Timezone CEST to GMT

Question

I have to input the date time in this format :

"2018-07-17T12:16:50.52Z"

Hence I am using :

private static final SimpleDateFormat LIVETRACK_DATE_TIME_FORMATTER =
  new SimpleDateFormat("yyyy-MM-dd'T'HH:mm:ss'Z'");

DATE_TIME_FORMATTER.parse(timeFrameFrom);

But I'm getting the below error when I run test case :

Tue Jul 17 1[2:20:50 CES]T 2018> but was:<Tue Jul 17 1[0:20:50 GM]T 2018>

Does that mean I should convert the date to GMT format? How do I convert it?

Answer 1

    DateTimeFormatter formatter = DateTimeFormatter.ofPattern(
            "EEE MMM dd HH:mm:ss zzz yyyy 'Uhr'", Locale.ROOT);

    String input = "2018-07-17T12:16:50.52Z";
    ZonedDateTime dateTime = Instant.parse(input)
            .atZone(ZoneId.of("Europe/Berlin"));
    String output = dateTime.format(formatter);
    System.out.println(output);

Output:

Tue Jul 17 14:16:50 CEST 2018 Uhr

Your test case is expecting the wrong result. The Z in your input string means UTC (offset zero from UTC or the so-called Zulu time zone). The time of 12:16:50.52 in UTC is the same as 14:16:50.52 in Central European Summer Time (CEST). So requiring Tue Jul 17 12:20:50 CEST 2018 Uhr is wrong.

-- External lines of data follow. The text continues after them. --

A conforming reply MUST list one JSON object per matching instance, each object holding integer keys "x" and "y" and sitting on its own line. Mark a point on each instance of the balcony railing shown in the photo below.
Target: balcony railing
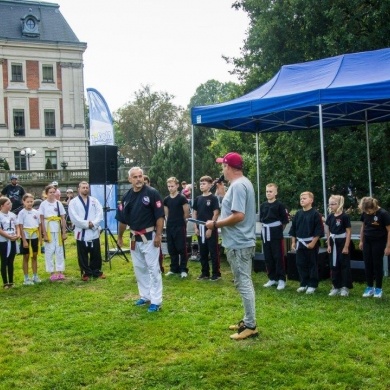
{"x": 70, "y": 176}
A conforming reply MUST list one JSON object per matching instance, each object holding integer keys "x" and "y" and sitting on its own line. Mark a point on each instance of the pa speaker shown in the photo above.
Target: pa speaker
{"x": 103, "y": 164}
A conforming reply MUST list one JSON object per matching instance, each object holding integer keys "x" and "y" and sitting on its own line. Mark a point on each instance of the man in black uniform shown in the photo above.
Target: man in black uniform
{"x": 206, "y": 208}
{"x": 177, "y": 210}
{"x": 142, "y": 210}
{"x": 274, "y": 218}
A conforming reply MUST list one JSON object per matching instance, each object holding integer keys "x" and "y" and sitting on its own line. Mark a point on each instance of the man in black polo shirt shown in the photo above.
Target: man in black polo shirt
{"x": 143, "y": 211}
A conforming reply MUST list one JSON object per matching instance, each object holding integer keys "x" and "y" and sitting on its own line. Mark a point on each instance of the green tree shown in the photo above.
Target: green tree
{"x": 290, "y": 31}
{"x": 147, "y": 123}
{"x": 206, "y": 139}
{"x": 173, "y": 159}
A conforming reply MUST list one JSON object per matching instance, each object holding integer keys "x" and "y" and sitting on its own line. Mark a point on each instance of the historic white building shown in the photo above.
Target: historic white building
{"x": 41, "y": 88}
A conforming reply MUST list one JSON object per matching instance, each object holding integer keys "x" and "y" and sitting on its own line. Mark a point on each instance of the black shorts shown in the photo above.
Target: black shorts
{"x": 34, "y": 246}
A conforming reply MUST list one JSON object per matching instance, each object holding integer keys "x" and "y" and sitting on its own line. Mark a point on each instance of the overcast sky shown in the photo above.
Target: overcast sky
{"x": 172, "y": 45}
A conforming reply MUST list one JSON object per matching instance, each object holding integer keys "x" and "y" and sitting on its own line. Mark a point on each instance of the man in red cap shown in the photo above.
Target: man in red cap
{"x": 238, "y": 230}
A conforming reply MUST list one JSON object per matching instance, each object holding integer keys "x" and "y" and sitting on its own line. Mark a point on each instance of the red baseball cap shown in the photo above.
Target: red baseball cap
{"x": 232, "y": 159}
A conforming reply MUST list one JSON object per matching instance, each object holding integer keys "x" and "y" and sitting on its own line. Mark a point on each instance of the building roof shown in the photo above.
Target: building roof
{"x": 51, "y": 25}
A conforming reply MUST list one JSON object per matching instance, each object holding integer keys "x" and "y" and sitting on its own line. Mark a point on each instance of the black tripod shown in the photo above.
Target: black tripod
{"x": 108, "y": 255}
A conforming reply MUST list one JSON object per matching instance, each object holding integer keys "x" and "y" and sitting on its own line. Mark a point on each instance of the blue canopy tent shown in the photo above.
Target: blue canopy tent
{"x": 338, "y": 91}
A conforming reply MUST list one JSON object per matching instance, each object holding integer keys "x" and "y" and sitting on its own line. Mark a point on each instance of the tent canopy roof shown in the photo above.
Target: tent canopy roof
{"x": 348, "y": 87}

In your code you hardcoded Z as a literal rather than parsing it as an offset as you should. Funnily this produced the wrong point in time that the unit test expected, only not in the expected time zone. This may have to do with Date.toString using the time zone setting of your JVM and the test expecting this to be CEST, when it really was GMT. However your SimpleDateFormat didn’t use GMT for parsing the string (probably CEST), so you haven’t given us enough information to explain everything that has happened in your test. SimpleDateFormat would use the same JVM setting unless you have explicitly set its time zone, which doesn’t happen in the code you have posted.

Link: Oracle tutorial: Date Time explaining how to use java.time.